Question 577369
There is probably a very simple and elegant solution, but I will only see it after I post this messy one,
Consider the function {{{f(x)=p(x)-q(x)}}}
{{{f(1)=p(1)-q(1)=0}}}
{{{f(2)=p(2)-q(2)=0}}}
{{{f(3)=p(3)-q(3)=0}}}
There are two many options, but I would try the simplest polynomial function with those three zeros:
{{{f(x)=(x-1)(x-2)(x-3)=(x^2-3x+2)(x-3)=x^3-3x^2+2x-2x^2+9x-6=x^3-6x^2+11x-6}}}
I can split {{{f(x)}}} into {{{p(x)}}} and {{{-q(x)}}} many ways, but I need both polynomials to be of degree 3.
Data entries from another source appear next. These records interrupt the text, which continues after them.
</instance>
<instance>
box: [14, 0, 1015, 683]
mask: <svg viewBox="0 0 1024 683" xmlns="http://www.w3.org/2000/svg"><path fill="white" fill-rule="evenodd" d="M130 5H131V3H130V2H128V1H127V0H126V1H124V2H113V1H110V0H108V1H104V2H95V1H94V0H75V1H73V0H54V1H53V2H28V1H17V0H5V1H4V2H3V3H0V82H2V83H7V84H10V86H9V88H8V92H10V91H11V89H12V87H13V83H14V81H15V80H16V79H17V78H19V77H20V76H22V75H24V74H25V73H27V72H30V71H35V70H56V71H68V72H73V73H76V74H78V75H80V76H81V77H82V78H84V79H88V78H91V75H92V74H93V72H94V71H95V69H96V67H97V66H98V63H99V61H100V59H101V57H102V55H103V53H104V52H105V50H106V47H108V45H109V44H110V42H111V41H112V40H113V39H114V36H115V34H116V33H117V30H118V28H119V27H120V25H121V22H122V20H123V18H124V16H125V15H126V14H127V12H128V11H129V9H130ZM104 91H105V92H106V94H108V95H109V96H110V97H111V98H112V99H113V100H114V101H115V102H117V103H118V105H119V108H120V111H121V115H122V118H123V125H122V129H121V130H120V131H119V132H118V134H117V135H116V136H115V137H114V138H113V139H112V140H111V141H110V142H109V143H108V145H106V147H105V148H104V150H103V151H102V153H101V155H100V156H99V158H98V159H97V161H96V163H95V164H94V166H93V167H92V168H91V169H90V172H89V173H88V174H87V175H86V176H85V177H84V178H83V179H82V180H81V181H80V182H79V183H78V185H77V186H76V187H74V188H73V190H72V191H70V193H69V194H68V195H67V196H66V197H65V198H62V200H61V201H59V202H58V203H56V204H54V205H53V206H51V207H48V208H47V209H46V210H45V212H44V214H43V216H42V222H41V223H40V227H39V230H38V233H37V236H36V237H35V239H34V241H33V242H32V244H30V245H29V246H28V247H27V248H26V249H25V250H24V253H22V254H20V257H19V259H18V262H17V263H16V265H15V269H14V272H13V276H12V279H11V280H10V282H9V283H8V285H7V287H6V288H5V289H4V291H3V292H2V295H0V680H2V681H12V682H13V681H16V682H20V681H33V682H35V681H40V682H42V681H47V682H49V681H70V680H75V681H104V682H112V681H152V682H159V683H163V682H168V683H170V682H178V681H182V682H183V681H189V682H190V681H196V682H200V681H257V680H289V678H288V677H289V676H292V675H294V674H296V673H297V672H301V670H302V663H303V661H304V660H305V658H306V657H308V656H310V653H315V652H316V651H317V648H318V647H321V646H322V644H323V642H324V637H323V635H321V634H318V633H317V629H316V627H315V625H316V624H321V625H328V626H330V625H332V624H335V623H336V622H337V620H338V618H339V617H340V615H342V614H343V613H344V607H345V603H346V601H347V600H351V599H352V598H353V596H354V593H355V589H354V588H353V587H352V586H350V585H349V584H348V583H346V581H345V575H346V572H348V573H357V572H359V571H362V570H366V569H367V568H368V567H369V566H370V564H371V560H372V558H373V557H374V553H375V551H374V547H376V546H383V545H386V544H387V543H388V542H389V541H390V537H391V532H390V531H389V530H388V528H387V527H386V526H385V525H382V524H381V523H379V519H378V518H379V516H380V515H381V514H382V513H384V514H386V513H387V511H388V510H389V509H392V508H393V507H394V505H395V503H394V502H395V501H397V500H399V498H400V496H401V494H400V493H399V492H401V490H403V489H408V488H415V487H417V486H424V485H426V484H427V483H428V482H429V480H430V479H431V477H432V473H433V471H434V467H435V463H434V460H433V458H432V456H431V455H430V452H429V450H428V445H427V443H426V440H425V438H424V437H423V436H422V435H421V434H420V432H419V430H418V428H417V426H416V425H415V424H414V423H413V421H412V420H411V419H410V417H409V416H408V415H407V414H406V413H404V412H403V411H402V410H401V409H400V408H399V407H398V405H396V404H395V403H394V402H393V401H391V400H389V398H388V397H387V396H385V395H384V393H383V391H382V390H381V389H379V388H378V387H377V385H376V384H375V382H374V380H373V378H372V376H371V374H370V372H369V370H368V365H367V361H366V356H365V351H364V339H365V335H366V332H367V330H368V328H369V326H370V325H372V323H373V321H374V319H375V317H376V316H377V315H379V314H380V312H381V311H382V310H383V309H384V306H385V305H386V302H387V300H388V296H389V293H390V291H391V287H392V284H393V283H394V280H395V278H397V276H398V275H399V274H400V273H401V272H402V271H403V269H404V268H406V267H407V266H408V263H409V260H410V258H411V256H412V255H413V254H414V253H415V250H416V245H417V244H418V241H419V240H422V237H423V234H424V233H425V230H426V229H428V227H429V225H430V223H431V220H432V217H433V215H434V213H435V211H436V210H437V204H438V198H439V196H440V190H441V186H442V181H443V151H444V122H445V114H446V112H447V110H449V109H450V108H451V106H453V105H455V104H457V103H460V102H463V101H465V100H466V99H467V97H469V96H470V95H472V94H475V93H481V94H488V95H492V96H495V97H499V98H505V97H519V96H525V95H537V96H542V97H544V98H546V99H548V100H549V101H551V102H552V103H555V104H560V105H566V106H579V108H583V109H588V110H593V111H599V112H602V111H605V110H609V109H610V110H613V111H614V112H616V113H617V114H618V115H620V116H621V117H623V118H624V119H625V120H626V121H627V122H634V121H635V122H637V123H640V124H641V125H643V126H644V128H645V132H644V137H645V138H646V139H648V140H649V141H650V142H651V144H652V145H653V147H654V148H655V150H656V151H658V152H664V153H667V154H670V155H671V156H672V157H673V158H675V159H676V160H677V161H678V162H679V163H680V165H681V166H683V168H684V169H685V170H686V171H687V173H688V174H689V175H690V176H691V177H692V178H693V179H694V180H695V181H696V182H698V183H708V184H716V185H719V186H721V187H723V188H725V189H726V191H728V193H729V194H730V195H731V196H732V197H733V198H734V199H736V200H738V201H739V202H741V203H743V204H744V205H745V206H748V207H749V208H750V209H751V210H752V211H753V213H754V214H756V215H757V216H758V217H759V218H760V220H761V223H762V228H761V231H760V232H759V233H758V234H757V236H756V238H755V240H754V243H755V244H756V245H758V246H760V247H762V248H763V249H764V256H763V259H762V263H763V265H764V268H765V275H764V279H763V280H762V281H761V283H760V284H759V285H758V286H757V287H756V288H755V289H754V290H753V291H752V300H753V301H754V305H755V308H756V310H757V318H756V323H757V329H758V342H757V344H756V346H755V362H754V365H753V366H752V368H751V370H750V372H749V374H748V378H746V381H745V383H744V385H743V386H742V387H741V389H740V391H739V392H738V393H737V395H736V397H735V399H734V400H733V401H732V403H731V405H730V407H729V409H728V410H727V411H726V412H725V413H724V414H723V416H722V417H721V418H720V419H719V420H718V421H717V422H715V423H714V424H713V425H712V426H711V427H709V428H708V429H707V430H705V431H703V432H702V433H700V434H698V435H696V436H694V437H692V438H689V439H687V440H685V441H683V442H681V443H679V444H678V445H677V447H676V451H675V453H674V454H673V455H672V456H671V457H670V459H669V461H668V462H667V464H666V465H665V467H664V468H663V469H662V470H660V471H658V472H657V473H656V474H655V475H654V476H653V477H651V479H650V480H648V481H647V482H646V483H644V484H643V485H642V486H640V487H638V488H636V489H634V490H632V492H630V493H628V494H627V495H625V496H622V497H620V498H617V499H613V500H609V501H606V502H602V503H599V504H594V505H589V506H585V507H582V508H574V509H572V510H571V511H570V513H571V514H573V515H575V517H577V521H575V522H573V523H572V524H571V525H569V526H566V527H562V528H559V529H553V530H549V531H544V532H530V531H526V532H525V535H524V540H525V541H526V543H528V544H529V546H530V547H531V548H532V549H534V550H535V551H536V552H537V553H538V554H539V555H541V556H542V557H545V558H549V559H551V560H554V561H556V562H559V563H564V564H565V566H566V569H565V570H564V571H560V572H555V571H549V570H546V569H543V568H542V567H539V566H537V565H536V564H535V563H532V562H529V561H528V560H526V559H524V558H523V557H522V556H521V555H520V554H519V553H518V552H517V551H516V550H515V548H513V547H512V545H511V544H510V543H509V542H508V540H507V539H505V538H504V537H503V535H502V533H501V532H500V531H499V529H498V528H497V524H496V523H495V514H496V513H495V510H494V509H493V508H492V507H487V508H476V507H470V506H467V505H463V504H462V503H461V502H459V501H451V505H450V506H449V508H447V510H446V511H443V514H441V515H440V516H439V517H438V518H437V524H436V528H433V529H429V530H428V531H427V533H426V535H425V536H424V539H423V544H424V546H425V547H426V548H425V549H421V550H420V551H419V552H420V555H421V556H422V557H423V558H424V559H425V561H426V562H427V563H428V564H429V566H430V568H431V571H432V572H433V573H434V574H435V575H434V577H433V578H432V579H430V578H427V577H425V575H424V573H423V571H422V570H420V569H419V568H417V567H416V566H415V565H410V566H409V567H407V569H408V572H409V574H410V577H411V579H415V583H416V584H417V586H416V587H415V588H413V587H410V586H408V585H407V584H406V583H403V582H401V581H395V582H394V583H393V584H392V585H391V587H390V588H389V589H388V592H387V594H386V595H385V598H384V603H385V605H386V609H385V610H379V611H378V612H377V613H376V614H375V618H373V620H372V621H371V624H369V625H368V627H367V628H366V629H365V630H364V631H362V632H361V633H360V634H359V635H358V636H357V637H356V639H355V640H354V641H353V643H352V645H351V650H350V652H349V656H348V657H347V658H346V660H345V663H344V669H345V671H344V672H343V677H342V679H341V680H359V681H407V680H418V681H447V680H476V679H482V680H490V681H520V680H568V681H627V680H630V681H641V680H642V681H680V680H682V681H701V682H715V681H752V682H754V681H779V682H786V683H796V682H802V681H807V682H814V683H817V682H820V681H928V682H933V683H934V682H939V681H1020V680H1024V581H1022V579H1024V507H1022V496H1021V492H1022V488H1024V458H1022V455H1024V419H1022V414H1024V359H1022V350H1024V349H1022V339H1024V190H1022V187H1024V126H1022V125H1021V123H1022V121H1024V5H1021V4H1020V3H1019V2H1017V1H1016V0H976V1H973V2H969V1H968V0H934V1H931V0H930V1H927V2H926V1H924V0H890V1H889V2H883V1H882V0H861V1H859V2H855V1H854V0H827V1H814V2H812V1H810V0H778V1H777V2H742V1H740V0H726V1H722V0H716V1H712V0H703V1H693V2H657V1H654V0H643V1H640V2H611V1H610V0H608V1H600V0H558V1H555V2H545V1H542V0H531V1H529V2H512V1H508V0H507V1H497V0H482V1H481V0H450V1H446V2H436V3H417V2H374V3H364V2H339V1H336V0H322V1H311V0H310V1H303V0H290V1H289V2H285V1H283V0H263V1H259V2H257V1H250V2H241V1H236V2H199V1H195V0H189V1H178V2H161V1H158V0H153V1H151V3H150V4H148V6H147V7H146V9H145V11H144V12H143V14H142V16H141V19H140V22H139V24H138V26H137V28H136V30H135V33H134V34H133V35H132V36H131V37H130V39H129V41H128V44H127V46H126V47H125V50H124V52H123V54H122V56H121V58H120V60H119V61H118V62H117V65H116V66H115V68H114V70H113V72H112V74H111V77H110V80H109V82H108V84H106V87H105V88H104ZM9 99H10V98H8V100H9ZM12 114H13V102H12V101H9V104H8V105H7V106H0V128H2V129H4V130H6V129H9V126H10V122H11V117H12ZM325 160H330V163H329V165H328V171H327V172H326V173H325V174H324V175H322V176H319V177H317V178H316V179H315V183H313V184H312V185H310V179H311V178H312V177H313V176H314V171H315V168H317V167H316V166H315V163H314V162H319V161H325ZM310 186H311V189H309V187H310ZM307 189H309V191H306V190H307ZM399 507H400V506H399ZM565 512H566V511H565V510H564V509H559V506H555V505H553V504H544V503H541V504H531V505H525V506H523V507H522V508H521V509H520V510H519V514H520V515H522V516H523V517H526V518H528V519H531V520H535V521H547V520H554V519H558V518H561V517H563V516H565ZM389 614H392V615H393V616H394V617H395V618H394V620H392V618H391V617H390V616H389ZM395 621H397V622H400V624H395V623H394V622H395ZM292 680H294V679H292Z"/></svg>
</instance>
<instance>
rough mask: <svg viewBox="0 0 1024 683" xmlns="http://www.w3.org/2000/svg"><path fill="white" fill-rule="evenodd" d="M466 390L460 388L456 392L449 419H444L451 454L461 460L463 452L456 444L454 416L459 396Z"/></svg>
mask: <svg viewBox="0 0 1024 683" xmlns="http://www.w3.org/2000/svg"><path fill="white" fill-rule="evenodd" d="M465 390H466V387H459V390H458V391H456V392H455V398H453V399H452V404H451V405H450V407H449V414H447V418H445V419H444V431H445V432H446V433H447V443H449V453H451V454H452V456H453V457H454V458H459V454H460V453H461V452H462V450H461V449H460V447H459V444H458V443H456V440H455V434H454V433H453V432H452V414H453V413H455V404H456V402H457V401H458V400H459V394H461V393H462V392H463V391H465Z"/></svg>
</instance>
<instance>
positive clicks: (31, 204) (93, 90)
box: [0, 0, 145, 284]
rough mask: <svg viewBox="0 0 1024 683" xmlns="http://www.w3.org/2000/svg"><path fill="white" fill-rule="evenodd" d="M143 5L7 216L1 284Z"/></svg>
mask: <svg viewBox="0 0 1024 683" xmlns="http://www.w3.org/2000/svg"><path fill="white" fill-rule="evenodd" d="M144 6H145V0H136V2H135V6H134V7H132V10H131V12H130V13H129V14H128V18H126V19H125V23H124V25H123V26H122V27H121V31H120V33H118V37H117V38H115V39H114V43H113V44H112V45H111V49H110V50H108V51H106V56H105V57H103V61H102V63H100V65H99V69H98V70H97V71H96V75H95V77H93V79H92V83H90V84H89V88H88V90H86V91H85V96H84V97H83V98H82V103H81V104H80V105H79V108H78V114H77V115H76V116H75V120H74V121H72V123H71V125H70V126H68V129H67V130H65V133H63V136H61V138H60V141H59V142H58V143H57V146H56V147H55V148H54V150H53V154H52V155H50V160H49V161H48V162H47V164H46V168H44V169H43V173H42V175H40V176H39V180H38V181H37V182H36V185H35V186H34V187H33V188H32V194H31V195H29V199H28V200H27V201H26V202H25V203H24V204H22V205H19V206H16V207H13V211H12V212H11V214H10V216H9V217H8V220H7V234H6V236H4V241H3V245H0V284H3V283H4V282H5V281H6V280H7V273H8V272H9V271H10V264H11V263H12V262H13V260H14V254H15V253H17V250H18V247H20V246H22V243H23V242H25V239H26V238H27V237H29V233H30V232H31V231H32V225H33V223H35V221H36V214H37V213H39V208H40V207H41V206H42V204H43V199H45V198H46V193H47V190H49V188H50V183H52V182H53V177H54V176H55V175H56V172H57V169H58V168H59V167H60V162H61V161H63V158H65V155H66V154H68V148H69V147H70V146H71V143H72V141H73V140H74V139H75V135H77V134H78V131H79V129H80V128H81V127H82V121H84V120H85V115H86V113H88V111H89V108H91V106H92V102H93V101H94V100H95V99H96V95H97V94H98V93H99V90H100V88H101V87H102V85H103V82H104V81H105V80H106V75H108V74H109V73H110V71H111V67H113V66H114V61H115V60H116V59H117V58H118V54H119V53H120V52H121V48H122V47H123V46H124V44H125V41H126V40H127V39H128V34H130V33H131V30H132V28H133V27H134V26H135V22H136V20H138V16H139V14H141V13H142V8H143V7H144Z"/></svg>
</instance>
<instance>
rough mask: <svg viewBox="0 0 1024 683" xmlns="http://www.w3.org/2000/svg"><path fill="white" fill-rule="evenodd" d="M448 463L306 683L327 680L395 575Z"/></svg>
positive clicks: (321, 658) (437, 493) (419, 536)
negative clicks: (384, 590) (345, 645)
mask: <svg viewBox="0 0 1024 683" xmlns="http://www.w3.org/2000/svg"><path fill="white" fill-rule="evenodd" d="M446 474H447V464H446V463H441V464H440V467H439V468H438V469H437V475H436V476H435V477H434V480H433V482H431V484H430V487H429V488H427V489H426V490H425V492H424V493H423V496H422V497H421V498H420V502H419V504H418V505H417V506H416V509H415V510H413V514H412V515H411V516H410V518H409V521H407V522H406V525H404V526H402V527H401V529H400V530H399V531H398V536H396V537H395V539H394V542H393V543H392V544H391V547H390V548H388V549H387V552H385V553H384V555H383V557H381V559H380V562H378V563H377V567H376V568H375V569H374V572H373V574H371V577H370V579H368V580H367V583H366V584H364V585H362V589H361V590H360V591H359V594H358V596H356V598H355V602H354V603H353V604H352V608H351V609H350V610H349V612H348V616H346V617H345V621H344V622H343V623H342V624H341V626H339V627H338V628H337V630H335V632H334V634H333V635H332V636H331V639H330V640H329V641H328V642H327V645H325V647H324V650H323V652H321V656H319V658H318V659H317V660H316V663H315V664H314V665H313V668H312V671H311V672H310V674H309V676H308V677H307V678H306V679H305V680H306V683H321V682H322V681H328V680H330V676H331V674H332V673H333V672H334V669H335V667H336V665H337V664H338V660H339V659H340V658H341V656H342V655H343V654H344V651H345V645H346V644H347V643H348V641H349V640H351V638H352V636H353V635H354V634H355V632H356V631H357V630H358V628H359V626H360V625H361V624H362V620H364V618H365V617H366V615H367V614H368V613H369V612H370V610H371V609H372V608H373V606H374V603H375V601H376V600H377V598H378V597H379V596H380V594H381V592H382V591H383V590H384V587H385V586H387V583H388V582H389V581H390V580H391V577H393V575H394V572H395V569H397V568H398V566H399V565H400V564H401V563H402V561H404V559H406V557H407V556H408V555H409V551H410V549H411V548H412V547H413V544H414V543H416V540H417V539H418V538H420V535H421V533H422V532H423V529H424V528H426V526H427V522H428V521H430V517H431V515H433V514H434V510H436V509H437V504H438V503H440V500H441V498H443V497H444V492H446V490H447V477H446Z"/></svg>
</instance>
I'll try something. There are probably better, simpler ways.
{{{p(x)=2x^3-2x^2+2x-2=2(x^3-x^2+x-1)}}} and
{{{-q(x)=-x^3-4x^2+9x-4}}} made up so that {{{p(x)+(-q(x))=p(x)-q(x)=x^3-6x^2+11x-6}}}
{{{q(x)=x^3+4x^2-9x+4}}}
Polynomials p and q are of degree 3
{{{p(1)=2(1^3-1^2+1-1)=0}}} and {{{q(1)=1^3+4*1^2-9*1+4=1+4-9+4=0}}}, so  {{{p(1)=q(1)}}}
{{{p(2)=2(2^3-2^2+2-1)=2(8-4+2-1)=2*5-10}}} and {{{q(2)=2^3+4*2^2-9*2+4=8+4*4-18+4=8+16-18+4=10}}}, so  {{{p(2)=q(2)}}}
{{{p(3)=2(3^3-3^2+3-1)=2(27-9+3-1)=2*20=40}}} and {{{q(3)=3^3+4*3^2-9*3+4=27+4*9-27+4=27+36-27+4=40}}}, so  {{{p(3)=q(3)}}}
I  should not have to prove that, brcause there could only be 3 intersection points for two polynomials of degree 3, but ...
{{{p(4)=2(4^3-4^2+4-1)=2(64-16+4-1)=2*51=102}}} and {{{q(4)=4^3+4*4^2-9*4+4=64+64-36+4=128-36+4=96}}}, so  {{{p(4)}}} and {{{q(4)}}} are different.